Entre os fatores de proteção, ou seja, que podem contribuir para que o suicídio não ocorra, estão o apoio da família, religiosidade, relação terapêutica positiva, sistema de suporte (familiares e amigos), habilidade de enfrentamento e resolução de problemas e estabilidade financeira. A médica ainda falou sobre as frases de alerta, aquelas que geralmente as pessoas que pretende cometer suicídio costumam falar: "eu preferia estar morto", "não aguento mais", "ninguém pode me ajudar" e "sou um peso para os outros".
“As pessoas dão o sinal, mas no dia a dia a gente não se atenta e não dá a escuta de qualidade para o amigo ou parente. Quando a pessoa fala algo assim uma vez só isso, diante de uma situação, a gente entende que foi uma coisa de momento. Mas quando a pessoa fala coisas assim como muita frequência ou vendo as situações com mais gravidade do que elas têm, é a hora de ajudar”, salientou a psiquiatra.

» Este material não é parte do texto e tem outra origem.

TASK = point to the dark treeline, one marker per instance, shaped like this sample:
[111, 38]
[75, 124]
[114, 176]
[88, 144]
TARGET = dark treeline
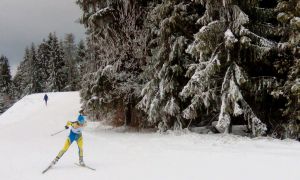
[52, 66]
[176, 64]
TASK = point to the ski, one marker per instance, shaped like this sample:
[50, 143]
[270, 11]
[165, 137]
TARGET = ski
[85, 166]
[49, 167]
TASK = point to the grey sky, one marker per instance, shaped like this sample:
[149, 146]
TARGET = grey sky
[25, 21]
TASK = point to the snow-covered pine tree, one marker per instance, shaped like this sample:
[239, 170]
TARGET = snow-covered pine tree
[22, 77]
[6, 95]
[117, 44]
[36, 72]
[43, 56]
[288, 64]
[231, 48]
[172, 23]
[57, 69]
[69, 58]
[81, 58]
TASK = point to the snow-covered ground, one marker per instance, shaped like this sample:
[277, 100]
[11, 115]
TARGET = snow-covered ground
[27, 148]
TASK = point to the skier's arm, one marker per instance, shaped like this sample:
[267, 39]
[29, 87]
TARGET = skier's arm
[69, 123]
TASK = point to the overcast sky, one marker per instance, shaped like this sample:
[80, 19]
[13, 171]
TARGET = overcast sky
[25, 21]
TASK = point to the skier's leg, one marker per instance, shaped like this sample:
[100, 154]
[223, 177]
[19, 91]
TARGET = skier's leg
[64, 149]
[80, 149]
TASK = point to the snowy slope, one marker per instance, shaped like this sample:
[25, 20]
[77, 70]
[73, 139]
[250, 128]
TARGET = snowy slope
[27, 148]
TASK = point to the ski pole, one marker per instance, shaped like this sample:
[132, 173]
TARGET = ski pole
[57, 132]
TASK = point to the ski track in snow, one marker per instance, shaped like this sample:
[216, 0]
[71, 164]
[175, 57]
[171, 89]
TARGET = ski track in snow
[27, 149]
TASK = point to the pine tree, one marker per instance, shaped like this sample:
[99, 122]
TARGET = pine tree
[57, 69]
[171, 24]
[69, 58]
[43, 57]
[22, 77]
[117, 42]
[288, 64]
[36, 72]
[6, 96]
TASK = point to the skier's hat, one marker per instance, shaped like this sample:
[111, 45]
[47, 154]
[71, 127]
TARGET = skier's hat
[80, 119]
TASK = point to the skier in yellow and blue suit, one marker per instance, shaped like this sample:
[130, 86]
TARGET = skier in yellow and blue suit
[75, 135]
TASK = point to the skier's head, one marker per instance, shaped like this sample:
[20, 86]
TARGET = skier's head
[81, 111]
[80, 119]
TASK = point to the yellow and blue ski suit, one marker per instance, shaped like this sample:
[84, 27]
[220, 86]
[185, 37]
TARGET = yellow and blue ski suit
[75, 135]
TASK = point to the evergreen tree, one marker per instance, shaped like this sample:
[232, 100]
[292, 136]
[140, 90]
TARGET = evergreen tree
[117, 42]
[81, 58]
[57, 70]
[36, 72]
[69, 57]
[6, 98]
[43, 56]
[171, 24]
[22, 77]
[288, 64]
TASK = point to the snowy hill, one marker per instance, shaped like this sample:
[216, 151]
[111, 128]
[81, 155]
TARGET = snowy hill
[27, 148]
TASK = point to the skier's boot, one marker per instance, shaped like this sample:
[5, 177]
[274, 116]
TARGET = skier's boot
[81, 162]
[55, 161]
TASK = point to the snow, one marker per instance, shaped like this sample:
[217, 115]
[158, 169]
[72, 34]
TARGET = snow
[27, 148]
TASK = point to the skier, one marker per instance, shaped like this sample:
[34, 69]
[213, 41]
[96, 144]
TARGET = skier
[46, 98]
[75, 135]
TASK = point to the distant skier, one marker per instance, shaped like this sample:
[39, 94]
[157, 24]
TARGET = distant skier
[75, 135]
[46, 98]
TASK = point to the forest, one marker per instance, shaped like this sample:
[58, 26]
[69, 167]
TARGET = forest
[174, 65]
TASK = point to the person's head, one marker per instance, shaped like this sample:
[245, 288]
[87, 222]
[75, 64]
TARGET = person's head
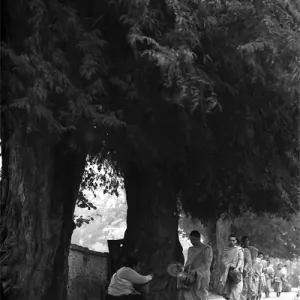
[232, 240]
[245, 241]
[195, 237]
[131, 262]
[260, 255]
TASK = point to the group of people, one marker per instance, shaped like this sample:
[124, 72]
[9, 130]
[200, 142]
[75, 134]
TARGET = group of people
[244, 274]
[258, 273]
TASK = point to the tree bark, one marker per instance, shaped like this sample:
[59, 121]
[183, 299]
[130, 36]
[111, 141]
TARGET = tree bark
[39, 192]
[218, 232]
[152, 228]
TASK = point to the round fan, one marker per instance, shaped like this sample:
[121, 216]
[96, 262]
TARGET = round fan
[174, 269]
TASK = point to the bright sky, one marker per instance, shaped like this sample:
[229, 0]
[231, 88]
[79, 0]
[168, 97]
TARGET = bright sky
[105, 203]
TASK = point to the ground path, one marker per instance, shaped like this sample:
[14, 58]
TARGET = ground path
[284, 296]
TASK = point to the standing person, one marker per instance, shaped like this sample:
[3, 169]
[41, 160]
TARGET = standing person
[259, 275]
[231, 269]
[280, 274]
[198, 263]
[269, 274]
[121, 284]
[248, 270]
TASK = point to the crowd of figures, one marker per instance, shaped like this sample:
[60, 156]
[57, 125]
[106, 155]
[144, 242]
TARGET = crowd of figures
[244, 273]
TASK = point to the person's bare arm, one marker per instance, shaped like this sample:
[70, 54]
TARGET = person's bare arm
[240, 263]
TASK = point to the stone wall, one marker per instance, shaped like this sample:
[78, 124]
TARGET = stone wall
[88, 274]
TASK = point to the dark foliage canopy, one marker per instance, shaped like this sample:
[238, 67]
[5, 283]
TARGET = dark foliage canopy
[208, 90]
[273, 236]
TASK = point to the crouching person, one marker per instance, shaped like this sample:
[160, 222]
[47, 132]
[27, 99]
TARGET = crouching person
[122, 282]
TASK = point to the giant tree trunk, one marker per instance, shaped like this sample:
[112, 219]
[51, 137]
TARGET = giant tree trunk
[218, 233]
[152, 228]
[39, 191]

E como ajudar? “Um diálogo aberto, respeitoso, empático e compreensivo pode fazer uma enorme diferença. Procure saber como a pessoa está, o que tem feito e como está se sentindo. Mostre que está disponível para um momento de necessidade. O suporte social é extremamente importante. Também não é recomendável falar muito da gente ou desmerecer o que a pessoa sente. Nesse diálogo o mais importante é ouvir o outro”, orientou Cristianne Porto.

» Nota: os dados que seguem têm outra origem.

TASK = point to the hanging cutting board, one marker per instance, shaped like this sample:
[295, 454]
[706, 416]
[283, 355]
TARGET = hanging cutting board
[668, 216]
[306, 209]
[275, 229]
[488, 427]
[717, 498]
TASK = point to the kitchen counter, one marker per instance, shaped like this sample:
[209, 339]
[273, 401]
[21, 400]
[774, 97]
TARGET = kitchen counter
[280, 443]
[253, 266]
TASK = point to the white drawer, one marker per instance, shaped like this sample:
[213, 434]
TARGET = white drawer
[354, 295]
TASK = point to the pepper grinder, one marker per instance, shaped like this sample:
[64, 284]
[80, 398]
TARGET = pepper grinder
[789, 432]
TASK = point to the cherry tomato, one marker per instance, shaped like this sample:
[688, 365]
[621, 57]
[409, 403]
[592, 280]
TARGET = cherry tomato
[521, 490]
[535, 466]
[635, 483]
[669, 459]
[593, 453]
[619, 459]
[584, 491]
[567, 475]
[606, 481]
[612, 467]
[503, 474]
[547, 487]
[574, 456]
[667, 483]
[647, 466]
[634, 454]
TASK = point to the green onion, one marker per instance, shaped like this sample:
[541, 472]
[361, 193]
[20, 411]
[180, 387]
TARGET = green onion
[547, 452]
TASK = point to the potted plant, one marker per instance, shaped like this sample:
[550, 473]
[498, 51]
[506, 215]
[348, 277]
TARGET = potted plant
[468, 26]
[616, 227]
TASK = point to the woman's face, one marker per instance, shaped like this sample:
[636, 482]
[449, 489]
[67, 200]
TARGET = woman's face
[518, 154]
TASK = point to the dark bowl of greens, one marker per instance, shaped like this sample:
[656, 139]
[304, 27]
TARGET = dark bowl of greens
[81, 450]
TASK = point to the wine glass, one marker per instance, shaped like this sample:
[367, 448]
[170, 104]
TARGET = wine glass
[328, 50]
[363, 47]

Ao final da palestra, a Diretora do Centro Médico do TJSE, Luciana Nobre, agradeceu à psiquiatra pela palestra. “Uma palestra muito rica, que abordou um tema tão sensível, que é o suicídio. Mostrando como cada um de nós pode ajudar um parente, um amigo ou até mesmo um estranho”, agradeceu Luciana. Desde 2014, a Associação Brasileira de Psiquiatria (ABP), em parceria com o Conselho Federal de Medicina (CFM), organiza nacionalmente o Setembro Amarelo.